First Busey Corporation owns a retail payment processing subsidiary, FirsTech, Inc., which processes over 28 million transactions per year through online bill payments, lockbox processing and walk-in payments through its 3,100 agent locations in 38 states.

Busey provides electronic delivery of financial services through our website, www.busey.com.

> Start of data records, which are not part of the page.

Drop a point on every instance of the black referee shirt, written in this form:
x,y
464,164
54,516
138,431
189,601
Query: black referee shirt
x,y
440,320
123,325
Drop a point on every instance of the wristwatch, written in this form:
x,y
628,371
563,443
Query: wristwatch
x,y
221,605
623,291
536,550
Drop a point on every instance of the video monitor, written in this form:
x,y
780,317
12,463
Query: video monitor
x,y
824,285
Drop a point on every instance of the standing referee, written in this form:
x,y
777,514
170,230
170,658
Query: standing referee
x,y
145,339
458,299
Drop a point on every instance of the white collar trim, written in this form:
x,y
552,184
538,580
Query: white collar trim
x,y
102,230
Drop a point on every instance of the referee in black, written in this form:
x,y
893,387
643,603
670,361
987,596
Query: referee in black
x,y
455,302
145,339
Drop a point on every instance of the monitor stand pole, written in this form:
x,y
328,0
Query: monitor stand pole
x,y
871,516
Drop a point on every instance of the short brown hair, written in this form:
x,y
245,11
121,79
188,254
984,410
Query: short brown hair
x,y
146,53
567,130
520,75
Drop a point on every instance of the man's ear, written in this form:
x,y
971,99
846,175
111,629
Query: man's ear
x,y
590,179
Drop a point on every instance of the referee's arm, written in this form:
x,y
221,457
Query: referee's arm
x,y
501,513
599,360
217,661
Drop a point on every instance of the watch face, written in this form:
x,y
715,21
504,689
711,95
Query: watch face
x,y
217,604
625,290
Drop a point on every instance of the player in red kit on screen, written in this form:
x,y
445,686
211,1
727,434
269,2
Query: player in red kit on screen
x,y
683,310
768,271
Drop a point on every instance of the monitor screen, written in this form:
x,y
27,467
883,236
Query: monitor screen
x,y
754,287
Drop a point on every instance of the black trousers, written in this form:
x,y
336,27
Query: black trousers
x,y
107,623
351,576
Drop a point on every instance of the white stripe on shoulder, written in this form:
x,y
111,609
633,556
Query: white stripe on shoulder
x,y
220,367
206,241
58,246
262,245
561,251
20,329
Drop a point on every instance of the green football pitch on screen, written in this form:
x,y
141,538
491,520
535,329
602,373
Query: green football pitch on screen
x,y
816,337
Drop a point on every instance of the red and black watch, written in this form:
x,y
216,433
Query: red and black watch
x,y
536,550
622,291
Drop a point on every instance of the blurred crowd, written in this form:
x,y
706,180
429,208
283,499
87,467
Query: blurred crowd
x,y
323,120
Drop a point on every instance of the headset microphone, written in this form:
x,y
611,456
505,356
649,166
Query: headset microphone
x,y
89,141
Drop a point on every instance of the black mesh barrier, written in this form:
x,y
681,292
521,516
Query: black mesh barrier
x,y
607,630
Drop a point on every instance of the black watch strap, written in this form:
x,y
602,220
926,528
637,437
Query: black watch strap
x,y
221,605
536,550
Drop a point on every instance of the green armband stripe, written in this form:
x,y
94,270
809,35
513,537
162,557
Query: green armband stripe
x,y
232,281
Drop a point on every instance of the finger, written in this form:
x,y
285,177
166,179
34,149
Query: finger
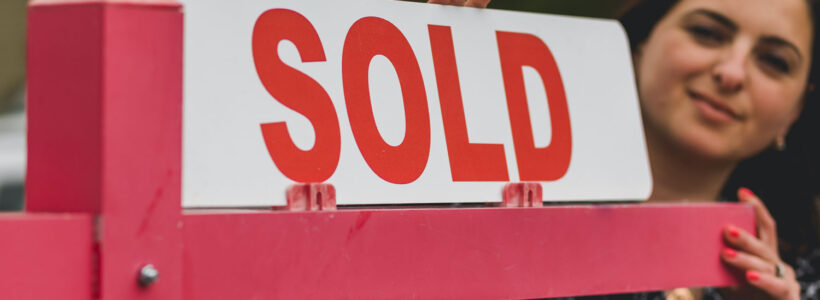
x,y
477,3
766,226
746,242
745,261
778,288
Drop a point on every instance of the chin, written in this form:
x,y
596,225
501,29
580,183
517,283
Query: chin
x,y
710,146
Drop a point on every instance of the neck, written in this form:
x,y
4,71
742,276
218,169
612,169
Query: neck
x,y
680,175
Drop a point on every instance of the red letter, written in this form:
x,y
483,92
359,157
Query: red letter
x,y
468,161
535,164
298,92
367,38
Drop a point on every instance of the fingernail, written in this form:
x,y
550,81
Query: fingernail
x,y
744,193
734,232
752,275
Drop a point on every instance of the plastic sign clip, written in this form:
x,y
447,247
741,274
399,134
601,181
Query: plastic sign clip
x,y
522,194
311,197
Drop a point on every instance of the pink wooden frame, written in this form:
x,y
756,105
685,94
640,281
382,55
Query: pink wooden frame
x,y
103,199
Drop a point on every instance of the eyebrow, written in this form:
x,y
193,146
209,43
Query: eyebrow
x,y
781,42
717,17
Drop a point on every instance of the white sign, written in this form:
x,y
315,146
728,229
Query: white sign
x,y
398,102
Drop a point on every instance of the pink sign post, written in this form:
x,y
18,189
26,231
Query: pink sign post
x,y
104,218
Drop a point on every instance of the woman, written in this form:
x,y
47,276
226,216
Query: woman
x,y
720,81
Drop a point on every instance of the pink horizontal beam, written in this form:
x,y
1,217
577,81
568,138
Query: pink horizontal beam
x,y
137,2
46,256
456,253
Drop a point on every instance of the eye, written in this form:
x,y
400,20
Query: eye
x,y
775,62
707,35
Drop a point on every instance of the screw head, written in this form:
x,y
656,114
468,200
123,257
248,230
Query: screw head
x,y
148,275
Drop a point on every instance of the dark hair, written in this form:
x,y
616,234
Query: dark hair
x,y
642,18
787,181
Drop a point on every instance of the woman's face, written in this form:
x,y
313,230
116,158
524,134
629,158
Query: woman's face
x,y
725,78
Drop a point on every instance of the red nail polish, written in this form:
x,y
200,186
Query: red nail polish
x,y
734,232
752,275
744,193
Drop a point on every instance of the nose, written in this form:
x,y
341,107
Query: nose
x,y
730,71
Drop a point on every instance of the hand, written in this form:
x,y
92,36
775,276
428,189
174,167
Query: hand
x,y
470,3
758,257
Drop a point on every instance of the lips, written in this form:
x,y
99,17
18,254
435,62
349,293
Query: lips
x,y
714,109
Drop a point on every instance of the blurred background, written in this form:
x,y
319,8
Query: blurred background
x,y
12,94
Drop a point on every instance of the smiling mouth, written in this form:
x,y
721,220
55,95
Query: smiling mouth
x,y
713,109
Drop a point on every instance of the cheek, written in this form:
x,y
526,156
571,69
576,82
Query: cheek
x,y
669,60
774,108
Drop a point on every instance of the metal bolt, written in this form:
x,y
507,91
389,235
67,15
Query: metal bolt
x,y
148,275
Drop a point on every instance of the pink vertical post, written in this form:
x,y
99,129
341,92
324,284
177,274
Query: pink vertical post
x,y
104,133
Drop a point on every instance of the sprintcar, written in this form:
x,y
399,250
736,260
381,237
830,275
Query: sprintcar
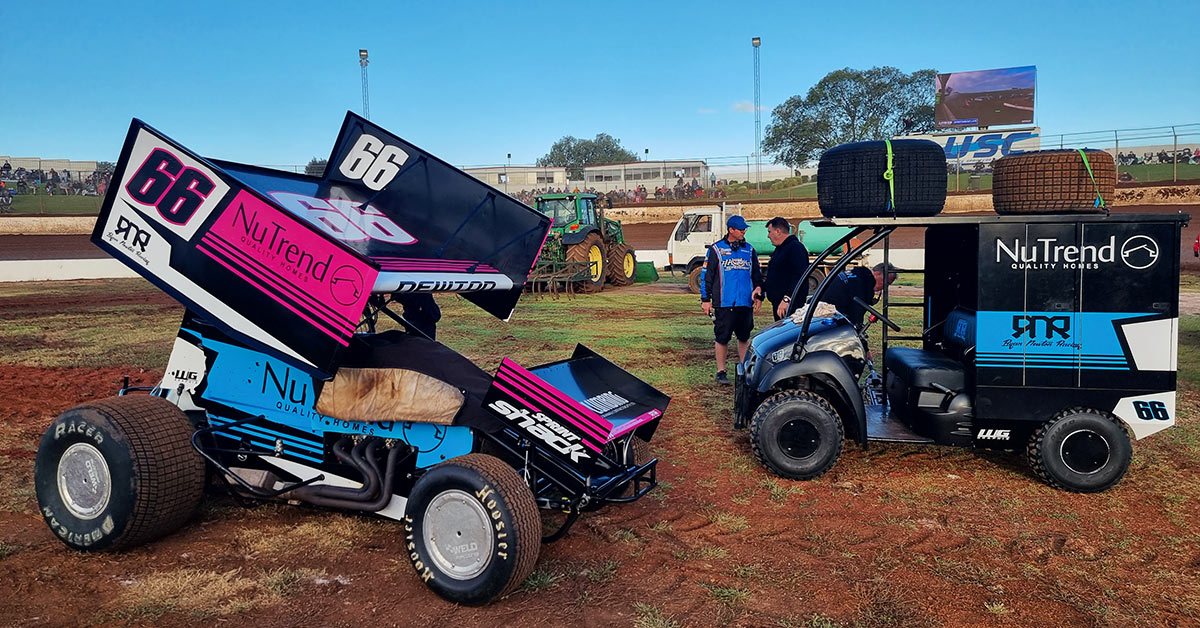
x,y
282,386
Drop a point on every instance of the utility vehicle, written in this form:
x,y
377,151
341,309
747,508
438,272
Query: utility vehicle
x,y
1051,334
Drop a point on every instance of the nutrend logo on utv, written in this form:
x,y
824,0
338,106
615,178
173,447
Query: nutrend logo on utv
x,y
1051,328
282,387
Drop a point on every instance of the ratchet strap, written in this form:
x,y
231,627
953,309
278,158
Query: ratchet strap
x,y
1099,199
889,177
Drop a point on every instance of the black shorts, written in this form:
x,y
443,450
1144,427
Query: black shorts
x,y
733,321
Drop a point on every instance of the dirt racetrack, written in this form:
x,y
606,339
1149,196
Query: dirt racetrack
x,y
894,536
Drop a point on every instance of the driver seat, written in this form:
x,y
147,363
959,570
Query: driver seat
x,y
927,386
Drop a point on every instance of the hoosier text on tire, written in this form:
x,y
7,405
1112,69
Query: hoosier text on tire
x,y
472,528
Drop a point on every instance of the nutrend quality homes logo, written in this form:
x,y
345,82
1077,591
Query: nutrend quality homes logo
x,y
292,263
1138,252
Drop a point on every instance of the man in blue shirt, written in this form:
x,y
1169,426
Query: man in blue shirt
x,y
731,291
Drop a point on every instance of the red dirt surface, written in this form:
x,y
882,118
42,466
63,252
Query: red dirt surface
x,y
893,536
906,533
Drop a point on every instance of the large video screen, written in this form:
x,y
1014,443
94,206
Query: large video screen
x,y
985,97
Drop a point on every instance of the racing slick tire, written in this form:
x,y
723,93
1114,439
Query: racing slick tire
x,y
796,434
1053,181
695,280
1080,450
472,528
622,264
118,473
851,179
591,251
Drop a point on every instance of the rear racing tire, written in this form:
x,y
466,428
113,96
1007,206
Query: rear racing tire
x,y
472,530
622,264
851,184
589,251
695,280
1051,181
797,435
1080,450
118,473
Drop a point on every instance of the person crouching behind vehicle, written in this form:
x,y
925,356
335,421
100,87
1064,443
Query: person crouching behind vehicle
x,y
785,268
858,282
731,291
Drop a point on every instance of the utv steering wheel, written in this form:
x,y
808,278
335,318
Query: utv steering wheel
x,y
877,314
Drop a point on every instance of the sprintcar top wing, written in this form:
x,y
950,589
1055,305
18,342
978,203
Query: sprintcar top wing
x,y
222,249
427,225
287,262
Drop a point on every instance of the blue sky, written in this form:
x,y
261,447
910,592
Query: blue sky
x,y
269,83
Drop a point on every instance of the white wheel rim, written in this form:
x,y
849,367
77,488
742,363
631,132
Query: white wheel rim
x,y
459,534
84,482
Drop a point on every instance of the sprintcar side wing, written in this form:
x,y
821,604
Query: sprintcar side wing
x,y
576,407
226,251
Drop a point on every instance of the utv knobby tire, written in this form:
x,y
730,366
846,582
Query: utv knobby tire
x,y
797,435
589,251
851,184
622,264
1051,181
118,473
696,280
1060,449
510,520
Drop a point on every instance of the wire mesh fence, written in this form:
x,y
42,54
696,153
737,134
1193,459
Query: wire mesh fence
x,y
1149,155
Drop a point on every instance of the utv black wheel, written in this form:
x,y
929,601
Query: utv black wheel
x,y
1080,450
472,530
797,435
118,473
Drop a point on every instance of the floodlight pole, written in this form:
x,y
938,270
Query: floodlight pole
x,y
757,119
366,99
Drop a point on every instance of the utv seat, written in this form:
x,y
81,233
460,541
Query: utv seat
x,y
922,383
922,368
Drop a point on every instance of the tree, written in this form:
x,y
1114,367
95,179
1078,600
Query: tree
x,y
575,154
850,106
316,167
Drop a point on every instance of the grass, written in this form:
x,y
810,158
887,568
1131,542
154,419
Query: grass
x,y
330,534
204,593
41,203
727,596
649,616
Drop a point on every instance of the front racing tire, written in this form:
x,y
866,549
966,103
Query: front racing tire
x,y
797,435
118,473
1080,450
472,530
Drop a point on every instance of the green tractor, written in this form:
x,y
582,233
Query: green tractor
x,y
583,247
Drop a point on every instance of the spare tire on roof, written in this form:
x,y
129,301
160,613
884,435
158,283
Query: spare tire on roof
x,y
1053,181
851,181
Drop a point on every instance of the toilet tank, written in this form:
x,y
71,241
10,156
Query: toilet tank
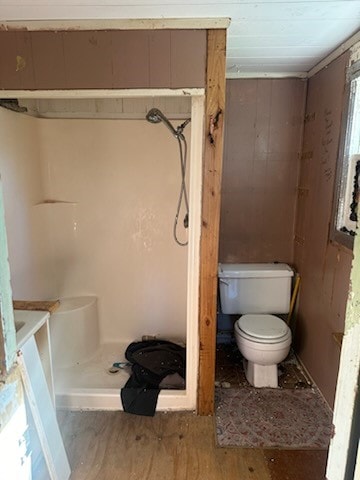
x,y
255,287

Special Note Concerning Forward-Looking Statements

This document may contain, forward-looking statements within the meaning of the Private Securities Litigation Reform Act of 1995 with respect to the financial condition, results of operations, plans, objectives, future performance and business of the Company. Forward-looking statements, which may be based upon beliefs, expectations and assumptions of the Company's management and on information currently available to management, are generally identifiable by the use of words such as "believe," "expect," "anticipate," "plan," "intend," "estimate," "may," "will," "would," "could," "should" or other similar expressions. Additionally, all statements in this document, including forward-looking statements, speak only as of the date they are made, and the Company undertakes no obligation to update any statement in light of new information or future events. A number of factors, many of which are beyond the ability of the Company to control or predict, could cause actual results to differ materially from those in its forward-looking statements. These factors include, among others, the following: (i) the strength of the local and national economy; (ii) the economic impact of any future terrorist threats or attacks; (iii) changes in state and federal laws, regulations and governmental policies concerning the Company's general business; (iv) changes in interest rates and prepayment rates of the Company's assets; (v) increased competition in the financial services sector and the inability to attract new customers; (vi) changes in technology and the ability to develop and maintain secure and reliable electronic systems; (vii) the loss of key executives or employees; (viii) changes in consumer spending; (ix) unexpected results of acquisitions; (x) unexpected outcomes of existing or new litigation involving the Company; and (xi) changes in accounting policies and practices. These risks and uncertainties should be considered in evaluating forward-looking statements and undue reliance should not be placed on such statements. Additional information concerning the Company and its business, including additional factors that could materially affect the Company's financial results, is included in the Company's filings with the Securities and Exchange Commission.